TRPV1は、カプサイシン、熱などに感受性を有するイオンチャネルである(例えば、非特許文献1参照)。また、TRPV1の活性化は、炎症性疼痛と関連していることが知られている。したがって、炎症性疼痛の鎮痛剤として、TRPV1の活性を阻害する物質の臨床治験が進められている。しかし、従来のTRPV1活性阻害剤には熱に対する感覚の低下または発熱をもたらす傾向があることから、より臨床応用に適したTRPV1活性阻害剤が求められている。
ところで、メントールは、鎮痛作用を有していることが知られているが、その詳細なメカニズムは明らかになっていなかった。また、メントールは、冷感センサーであるTRPM8および鎮痛に関与していることから、メントールの鎮痛効果がTRPM8を活性化することによるという報告や、メントールの鎮痛効果がオピオイド受容体を活性化することによるという報告などがあるが、どちらもメントールの鎮痛効果を説明するには不十分であった(例えば、非特許文献1参照)。

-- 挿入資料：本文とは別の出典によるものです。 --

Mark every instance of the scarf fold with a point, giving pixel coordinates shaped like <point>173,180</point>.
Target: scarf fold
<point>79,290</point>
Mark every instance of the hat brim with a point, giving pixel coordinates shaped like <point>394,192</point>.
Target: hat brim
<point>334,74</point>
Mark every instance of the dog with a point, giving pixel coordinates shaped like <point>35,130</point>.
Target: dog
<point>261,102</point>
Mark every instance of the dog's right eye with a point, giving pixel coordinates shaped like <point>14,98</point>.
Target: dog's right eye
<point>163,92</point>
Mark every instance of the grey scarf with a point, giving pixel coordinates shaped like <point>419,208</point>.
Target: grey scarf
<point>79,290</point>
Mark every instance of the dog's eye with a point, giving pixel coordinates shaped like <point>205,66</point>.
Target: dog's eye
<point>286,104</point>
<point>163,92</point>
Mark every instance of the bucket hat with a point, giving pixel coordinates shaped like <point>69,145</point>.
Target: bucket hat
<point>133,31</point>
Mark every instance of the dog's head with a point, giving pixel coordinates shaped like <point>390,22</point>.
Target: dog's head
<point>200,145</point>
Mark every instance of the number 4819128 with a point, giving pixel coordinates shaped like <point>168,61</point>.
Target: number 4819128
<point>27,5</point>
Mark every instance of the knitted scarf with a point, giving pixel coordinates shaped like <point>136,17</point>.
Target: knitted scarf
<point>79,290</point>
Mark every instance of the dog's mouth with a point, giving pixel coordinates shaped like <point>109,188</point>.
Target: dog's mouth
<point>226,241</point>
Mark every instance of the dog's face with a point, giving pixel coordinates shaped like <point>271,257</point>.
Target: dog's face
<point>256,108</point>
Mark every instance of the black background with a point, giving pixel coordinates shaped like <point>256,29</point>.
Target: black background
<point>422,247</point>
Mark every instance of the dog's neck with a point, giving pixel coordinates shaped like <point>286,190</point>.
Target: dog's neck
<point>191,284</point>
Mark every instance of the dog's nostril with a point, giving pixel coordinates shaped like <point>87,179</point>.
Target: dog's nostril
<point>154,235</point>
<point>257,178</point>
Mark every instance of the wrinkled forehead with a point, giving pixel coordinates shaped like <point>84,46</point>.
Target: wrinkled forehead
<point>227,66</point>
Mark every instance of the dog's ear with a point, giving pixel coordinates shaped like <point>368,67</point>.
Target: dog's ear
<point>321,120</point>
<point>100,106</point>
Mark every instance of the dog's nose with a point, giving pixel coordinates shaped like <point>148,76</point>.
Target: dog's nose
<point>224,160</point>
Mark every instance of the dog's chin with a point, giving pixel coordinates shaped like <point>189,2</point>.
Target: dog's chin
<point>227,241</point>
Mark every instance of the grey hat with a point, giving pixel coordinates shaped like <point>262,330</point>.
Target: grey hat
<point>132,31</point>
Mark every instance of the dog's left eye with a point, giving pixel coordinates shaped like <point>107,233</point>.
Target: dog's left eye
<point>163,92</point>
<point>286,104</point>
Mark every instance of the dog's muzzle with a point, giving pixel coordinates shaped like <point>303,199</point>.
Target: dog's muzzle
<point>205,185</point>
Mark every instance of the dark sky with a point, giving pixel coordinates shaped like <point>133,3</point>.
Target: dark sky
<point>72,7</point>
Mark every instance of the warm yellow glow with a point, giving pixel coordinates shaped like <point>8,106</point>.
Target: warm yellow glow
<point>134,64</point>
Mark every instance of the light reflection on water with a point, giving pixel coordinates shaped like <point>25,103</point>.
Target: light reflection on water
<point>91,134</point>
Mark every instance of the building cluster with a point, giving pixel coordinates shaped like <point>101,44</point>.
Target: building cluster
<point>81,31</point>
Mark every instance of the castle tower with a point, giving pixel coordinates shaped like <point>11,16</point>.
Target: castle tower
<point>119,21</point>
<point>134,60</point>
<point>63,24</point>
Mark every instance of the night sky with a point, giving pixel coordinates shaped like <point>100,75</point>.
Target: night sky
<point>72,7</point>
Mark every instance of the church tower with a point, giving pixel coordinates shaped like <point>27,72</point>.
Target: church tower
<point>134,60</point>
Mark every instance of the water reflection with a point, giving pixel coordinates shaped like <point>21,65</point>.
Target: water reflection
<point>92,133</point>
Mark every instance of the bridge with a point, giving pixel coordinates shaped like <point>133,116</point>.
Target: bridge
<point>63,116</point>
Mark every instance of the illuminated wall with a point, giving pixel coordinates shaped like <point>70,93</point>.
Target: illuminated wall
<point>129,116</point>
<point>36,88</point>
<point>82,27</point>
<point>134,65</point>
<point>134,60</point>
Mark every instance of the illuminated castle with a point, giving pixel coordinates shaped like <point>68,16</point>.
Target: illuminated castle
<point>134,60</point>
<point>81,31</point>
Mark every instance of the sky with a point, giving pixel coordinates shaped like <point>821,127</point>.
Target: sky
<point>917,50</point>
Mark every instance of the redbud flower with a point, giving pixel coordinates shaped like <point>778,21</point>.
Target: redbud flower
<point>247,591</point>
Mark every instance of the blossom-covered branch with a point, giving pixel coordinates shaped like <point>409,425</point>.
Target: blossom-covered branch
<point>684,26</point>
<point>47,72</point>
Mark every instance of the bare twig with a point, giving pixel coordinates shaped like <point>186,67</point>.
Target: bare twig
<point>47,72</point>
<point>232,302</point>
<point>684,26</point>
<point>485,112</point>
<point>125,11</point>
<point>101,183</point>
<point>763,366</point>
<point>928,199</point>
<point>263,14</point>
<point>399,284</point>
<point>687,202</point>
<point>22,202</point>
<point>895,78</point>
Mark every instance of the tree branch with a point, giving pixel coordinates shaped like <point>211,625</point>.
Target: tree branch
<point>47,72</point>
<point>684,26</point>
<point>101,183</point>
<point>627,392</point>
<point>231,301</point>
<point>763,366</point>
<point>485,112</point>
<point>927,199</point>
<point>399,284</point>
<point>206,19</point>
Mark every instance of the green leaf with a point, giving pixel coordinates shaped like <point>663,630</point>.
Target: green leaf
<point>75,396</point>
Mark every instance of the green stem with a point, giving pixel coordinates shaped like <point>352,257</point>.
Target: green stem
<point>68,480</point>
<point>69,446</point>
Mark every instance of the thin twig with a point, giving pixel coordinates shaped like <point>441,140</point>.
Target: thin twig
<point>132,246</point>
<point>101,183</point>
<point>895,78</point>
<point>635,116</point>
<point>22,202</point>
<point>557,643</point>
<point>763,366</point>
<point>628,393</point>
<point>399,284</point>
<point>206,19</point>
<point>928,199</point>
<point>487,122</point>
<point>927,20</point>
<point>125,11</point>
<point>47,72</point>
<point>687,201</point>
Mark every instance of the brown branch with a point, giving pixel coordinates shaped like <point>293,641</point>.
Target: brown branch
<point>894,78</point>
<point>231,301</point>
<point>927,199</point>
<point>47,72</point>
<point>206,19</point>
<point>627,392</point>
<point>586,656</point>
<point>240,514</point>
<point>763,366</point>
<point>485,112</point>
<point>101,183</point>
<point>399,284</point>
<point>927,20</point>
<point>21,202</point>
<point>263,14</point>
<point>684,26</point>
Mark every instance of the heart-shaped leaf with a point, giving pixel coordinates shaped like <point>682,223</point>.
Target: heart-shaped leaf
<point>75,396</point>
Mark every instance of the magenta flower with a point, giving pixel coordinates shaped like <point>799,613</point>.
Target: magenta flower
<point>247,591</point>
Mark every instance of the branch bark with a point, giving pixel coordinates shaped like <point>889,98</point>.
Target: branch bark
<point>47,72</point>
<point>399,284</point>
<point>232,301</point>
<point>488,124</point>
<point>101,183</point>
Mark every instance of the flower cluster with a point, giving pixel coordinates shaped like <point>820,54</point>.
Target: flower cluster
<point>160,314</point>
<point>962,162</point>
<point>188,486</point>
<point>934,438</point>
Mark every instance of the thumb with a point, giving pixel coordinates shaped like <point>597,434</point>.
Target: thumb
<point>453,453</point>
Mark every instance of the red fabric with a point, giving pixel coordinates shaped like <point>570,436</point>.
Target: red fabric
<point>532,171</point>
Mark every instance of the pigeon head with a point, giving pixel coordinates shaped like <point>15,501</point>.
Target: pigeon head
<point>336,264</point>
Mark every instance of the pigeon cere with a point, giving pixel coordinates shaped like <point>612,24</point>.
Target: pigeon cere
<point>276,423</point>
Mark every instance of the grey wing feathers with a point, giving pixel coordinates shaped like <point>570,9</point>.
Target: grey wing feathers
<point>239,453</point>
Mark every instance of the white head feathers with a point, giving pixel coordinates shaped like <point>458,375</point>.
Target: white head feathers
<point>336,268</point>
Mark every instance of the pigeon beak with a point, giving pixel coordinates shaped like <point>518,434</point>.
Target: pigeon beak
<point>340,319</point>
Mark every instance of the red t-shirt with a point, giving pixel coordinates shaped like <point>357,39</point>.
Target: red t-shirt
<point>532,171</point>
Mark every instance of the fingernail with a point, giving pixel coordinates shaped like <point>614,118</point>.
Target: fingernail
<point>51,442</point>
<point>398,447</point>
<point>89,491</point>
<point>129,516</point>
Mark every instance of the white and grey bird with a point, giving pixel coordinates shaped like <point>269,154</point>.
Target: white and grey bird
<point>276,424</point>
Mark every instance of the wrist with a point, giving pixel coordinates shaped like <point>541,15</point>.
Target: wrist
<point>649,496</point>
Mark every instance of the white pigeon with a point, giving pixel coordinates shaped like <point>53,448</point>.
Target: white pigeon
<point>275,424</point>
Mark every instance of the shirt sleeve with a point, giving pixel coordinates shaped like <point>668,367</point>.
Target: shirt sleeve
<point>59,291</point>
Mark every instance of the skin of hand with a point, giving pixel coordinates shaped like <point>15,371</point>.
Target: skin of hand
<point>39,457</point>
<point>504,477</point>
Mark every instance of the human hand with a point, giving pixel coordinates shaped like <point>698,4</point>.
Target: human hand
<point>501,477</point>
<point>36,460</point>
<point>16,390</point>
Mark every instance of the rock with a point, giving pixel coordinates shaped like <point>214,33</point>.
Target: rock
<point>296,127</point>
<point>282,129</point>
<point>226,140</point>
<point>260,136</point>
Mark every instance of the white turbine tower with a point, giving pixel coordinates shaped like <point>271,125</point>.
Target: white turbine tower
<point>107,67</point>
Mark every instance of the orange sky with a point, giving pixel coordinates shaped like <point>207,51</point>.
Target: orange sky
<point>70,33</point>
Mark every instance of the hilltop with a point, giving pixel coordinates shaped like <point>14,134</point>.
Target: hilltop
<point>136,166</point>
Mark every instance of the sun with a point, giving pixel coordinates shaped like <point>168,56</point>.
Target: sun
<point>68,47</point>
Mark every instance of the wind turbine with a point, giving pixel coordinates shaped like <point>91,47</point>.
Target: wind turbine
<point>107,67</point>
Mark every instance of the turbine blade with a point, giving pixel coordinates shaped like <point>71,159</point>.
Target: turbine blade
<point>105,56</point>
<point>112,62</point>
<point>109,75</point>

中川貴之、「痛みの受容機構と新規鎮痛薬創製の可能性」、生化学、公益社団法人日本生化学会、平成25年7月25日、第85巻、第7号、p.561−565
したがって、メントールによる鎮痛のメカニズムを明らかにし、当該鎮痛のメカニズムに基づき、前記メントールの鎮痛効果を制御することにより、効率的に鎮痛効果を付与ことが可能になると考えられる。また、本発明者らは、現時点では、メントールとTRPV1の活性の抑制との関連性を具体的に記載した文献を発見していない。さらに、メントール単独での鎮痛効果は、十分ではないことから、より優れた鎮痛効果を発揮する処方の開発が求められている。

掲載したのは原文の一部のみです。